Meine Recherchen über die Hochzeit zu Düsseldorf stützen sich im Wesentlichen auf die Aufzeichnungen des Landschreibers Dietrich Graminaeus, die eine authentische Wiedergabe dieser prunkvollen Hochzeit darstellen. Düsseldorf wurde im Jahre 1585 durch die Hochzeitsfeierlichkeiten acht Tage lang in Atem gehalten. Graminaeus liefert in seiner "Beschreibung der Fürstlichen Güligschen Hochzeit..." aus dem Jahre 1587 der Nachwelt ein ausführliches Zeitzeugenbild, ergänzt durch die Kupferstiche des Franz Hogenberg. Darunter befinden sich auch die frühesten bekannten Ansichten von Düsseldorf.
Bevor ich auf die Person der unglücklichen Fürstin, ihre Hochzeit und ihren geheimnisvollen Tod eingehe, weise ich auf die Situation der Fürstentümer zu der Zeit hin, in der die Hochzeit stattfand.

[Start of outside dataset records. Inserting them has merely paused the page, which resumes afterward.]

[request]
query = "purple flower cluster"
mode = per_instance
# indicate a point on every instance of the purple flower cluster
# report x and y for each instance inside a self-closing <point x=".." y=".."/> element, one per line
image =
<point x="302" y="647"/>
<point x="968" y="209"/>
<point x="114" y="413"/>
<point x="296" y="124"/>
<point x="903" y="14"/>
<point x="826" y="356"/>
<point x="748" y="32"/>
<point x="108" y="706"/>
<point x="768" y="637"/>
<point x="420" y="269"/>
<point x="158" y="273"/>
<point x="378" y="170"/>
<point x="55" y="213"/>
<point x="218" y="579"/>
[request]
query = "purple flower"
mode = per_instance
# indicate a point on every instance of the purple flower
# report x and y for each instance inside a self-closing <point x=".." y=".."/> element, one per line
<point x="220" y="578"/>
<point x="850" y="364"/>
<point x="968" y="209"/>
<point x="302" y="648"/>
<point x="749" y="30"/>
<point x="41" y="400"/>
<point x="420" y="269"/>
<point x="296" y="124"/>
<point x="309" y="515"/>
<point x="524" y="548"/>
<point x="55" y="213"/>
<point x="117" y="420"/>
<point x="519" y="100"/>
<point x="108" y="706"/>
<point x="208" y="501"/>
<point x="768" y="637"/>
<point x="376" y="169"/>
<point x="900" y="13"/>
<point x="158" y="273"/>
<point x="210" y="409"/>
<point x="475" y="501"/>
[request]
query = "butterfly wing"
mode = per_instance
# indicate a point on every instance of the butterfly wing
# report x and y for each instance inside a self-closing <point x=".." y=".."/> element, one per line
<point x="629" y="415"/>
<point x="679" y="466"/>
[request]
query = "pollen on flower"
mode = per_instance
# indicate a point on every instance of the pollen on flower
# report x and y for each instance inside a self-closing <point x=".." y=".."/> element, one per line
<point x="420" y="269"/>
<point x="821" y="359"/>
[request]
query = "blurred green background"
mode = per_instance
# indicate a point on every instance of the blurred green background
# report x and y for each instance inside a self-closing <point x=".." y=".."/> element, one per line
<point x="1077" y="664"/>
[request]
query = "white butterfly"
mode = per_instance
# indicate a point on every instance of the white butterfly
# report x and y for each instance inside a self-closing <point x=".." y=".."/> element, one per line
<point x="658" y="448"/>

Nur wenig ist vom Leben der Markgräfin Jacobe von Baden aus der Zeit vor ihrer Verheiratung bekannt. Bereits im Jahre 1565 starb ihre Mutter, Herzogin Mechthild von Bayern, eine Schwester des Herzogs Wilhelm IV. von Bayern. Der Vater, Markgraf Philibert von Baden, fiel auf dem Felde bei der Schlacht von Moncontour gegen die Hugenotten im Jahre 1569. Jacobe blieb mit ihren drei Geschwistern, Anna Maria (1562-1583), Maria Salome (1563-1600) und Philipp, Markgraf zu Pfalz-Neuburg (1559-1588), als Waise zurück. Jacobe durfte ihre Jugend gemeinsam mit ihren Geschwistern, Vettern und Basen am bayerischen Hof verbringen.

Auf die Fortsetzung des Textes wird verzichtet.